Ellie pensively looked at the ugliness on her arm, sweeping her fingers against that awful touch.

"I did the best I could. It's all I've ever done," Joel continued. "And it's all I'll ever do. Now if you can't accept that, and you want me to go screw off, well then, I don't know what to tell you. I can live with you hating me. But I can't live with you dead."

"Fucking hell," Ellie whispered. "What do you want me to say to that? What, you want me to thank you?"

"I want you to let me continue being a part of your life. I'm not looking for forgiveness or gratitude. Just let me stay with you. You're all I have in this world," explained Joel.

"Son of a bitch. Oh gee, thanks for that additional guilt, Joel, like I didn't already have enough of it!" exclaimed Ellie, glaring at this goddamn lying asshole that I totally will never leave. "This whole trek we've taken from Boston to fucking Pittsburgh and Utah by foot...what did we accomplish? Huh? How many times did we almost die or worse? And now it doesn't mean jack shit!" Ellie furiously kicked a rock towards the nearby ravine.

"I'll tell you what it means," replied Joel. "You want to honor those that died? Don't commit suicide. Don't be a martyr. Putting your life into the Fireflies' hands or whatever the hell other horse-shit cult is out there? That's just stupid. You want your life to have meaning? THIS is it," Joel shouts, pointing at Tommy's settlement. "A chance at a real life. Friends. Family. Growing up and living your goddamn life.

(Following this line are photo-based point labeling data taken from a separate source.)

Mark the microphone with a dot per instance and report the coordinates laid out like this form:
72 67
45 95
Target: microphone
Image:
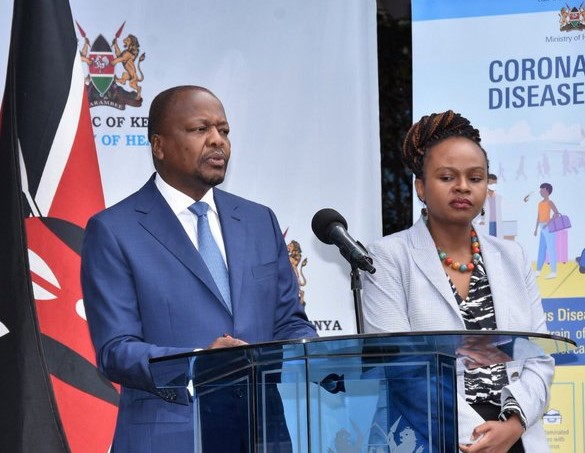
331 228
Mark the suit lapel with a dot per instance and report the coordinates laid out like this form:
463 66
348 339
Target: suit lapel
160 221
424 254
495 272
234 239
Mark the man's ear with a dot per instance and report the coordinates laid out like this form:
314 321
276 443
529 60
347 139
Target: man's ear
420 189
156 146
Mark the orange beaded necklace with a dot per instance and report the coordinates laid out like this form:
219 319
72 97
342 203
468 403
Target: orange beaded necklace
475 251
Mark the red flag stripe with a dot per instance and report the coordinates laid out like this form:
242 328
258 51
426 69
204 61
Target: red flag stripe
63 142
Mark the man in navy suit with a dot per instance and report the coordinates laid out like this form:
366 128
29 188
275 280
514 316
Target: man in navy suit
148 291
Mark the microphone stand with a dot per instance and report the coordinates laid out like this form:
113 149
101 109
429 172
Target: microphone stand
356 288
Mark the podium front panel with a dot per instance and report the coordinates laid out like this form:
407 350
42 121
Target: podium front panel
366 393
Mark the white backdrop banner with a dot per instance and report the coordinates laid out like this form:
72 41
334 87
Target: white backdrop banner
299 84
516 69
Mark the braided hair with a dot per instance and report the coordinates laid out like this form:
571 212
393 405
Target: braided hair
429 131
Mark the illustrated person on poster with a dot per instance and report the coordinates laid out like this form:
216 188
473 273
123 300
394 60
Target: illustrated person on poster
492 213
547 242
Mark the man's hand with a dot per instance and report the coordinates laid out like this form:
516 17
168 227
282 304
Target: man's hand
494 436
227 341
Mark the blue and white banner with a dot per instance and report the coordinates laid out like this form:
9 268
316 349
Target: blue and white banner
516 69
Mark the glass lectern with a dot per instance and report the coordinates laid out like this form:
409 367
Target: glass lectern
360 393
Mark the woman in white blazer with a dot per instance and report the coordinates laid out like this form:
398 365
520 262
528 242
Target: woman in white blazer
443 274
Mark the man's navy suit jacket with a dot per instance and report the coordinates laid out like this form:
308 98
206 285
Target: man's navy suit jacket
148 293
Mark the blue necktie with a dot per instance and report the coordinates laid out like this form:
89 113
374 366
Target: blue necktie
210 252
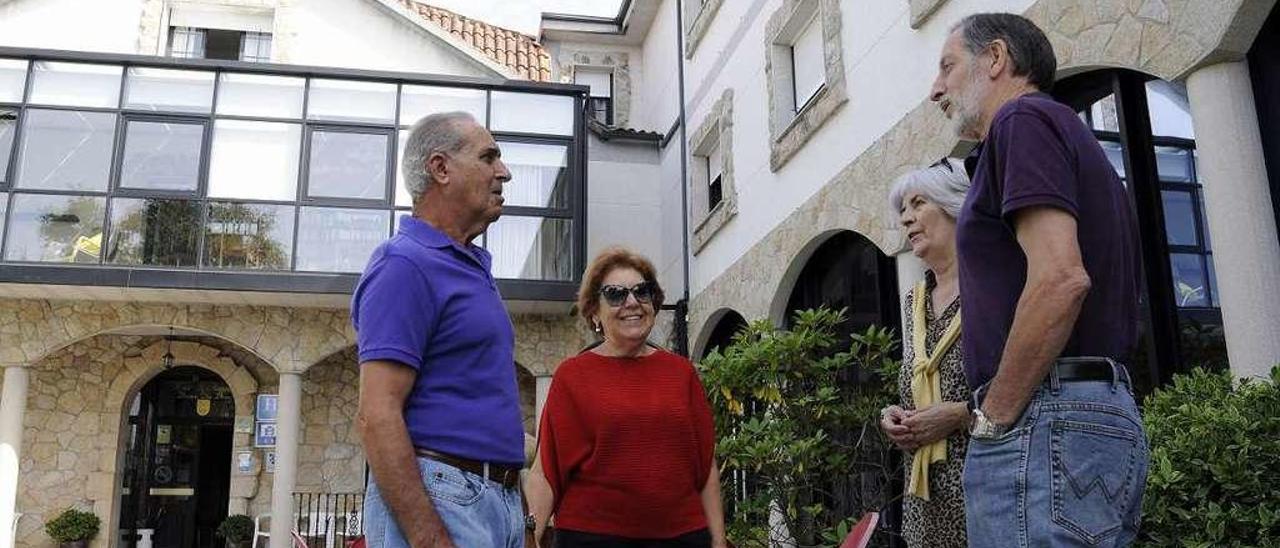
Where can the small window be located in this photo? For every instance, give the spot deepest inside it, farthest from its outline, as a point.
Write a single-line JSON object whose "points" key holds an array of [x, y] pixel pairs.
{"points": [[600, 104], [807, 63], [714, 178], [190, 42]]}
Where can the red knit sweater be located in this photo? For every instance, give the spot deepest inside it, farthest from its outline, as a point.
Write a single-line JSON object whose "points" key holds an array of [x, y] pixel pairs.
{"points": [[626, 444]]}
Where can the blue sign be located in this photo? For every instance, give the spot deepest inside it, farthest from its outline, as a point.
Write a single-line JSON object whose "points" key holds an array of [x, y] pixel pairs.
{"points": [[268, 407]]}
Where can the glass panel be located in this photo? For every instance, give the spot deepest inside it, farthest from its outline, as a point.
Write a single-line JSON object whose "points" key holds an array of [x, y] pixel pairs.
{"points": [[248, 236], [8, 123], [1115, 154], [13, 80], [1208, 240], [351, 101], [402, 197], [1169, 109], [160, 155], [259, 95], [154, 232], [177, 91], [1212, 281], [539, 174], [1173, 164], [419, 101], [187, 42], [1179, 218], [339, 240], [255, 160], [530, 247], [55, 228], [65, 150], [76, 85], [348, 165], [531, 113], [1188, 279]]}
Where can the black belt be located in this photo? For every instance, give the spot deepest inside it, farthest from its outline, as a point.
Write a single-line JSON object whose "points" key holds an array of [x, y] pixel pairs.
{"points": [[506, 476], [1075, 369]]}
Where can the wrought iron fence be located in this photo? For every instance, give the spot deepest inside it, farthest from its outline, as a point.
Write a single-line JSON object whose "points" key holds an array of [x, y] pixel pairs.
{"points": [[329, 520]]}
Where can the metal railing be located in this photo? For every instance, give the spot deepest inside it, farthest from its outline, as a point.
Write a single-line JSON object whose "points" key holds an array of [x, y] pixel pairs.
{"points": [[329, 520]]}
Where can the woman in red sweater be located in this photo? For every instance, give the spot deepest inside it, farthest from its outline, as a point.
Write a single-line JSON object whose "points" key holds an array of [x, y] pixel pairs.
{"points": [[626, 444]]}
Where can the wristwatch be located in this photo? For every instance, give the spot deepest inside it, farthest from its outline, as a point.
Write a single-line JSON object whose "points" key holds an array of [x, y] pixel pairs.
{"points": [[984, 428]]}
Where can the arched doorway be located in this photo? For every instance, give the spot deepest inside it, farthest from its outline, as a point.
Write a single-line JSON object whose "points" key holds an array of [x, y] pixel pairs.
{"points": [[722, 334], [849, 272], [1144, 126], [177, 462]]}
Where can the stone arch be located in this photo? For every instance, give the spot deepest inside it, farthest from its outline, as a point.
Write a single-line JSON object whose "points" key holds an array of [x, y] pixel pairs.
{"points": [[141, 369], [289, 339], [716, 323]]}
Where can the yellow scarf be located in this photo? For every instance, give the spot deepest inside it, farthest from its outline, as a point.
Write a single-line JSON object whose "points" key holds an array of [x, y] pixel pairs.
{"points": [[926, 387]]}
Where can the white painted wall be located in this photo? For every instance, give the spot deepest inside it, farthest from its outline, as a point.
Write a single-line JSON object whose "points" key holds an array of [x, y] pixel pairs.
{"points": [[361, 33], [109, 26], [883, 86], [622, 199]]}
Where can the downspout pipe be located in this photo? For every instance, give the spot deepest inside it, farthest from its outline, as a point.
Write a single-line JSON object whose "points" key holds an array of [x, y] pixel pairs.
{"points": [[682, 304]]}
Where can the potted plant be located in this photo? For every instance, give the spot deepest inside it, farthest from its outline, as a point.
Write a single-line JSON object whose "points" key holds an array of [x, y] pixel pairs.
{"points": [[73, 528], [237, 529]]}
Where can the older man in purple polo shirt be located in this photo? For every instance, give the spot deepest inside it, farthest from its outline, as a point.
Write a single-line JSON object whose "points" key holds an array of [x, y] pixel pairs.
{"points": [[1048, 282], [439, 414]]}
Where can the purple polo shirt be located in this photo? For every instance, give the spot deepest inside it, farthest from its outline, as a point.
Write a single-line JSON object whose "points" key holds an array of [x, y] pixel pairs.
{"points": [[1040, 154], [433, 305]]}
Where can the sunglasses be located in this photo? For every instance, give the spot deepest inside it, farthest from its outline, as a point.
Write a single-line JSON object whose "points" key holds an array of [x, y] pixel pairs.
{"points": [[617, 295]]}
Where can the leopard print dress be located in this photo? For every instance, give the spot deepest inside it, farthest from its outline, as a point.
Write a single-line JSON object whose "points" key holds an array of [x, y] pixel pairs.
{"points": [[937, 523]]}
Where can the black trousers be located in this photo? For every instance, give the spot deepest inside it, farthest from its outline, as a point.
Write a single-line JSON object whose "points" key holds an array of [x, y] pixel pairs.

You may think you owe something to humanity because you're immune. You don't. That's just some poetic line fed to you by Marlene and others. Humanity was always fucked up. It just took the Infection to finally shine the light on it."

Joel walked over to Ellie and placed his hands on her shoulders. "Your death isn't your gift to the world. Your life is." Joel chuckled, "you are the biggest pain in the ass I've ever met." Ellie caught herself as she nearly giggled at this. "But I gotta say, it's that personality that gets me up in the morning. It's that resourcefulness and heart that everyone you meet is in awe of. That is what will save us. Not your brain under a goddamn microscope."

Joel exhaled with the weight of his conscience finally eased. "I've done some shit in my life I'm not proud of. But doing this; I'd do it again. No hesitation." He paused. "Alright, that's it. That's all I had to say."

Ellie looked off towards the dam.She thought about asking him to explain what ultimately happened to Marlene and the others at the hospital. Did he kill all of them? She frowned, then shook her head. Fucking Joel. Ellie turned towards him. "Let's go, old man. And you'd better fucking sing."

Joel laughed – truly laughed – for the first time in years. He picked up his backpack and starting walking. The gates were getting closer. He looked over at his baby girl, her red hair flying around in the fresh spring air. She may never forgive me. But fuck it. She's still here.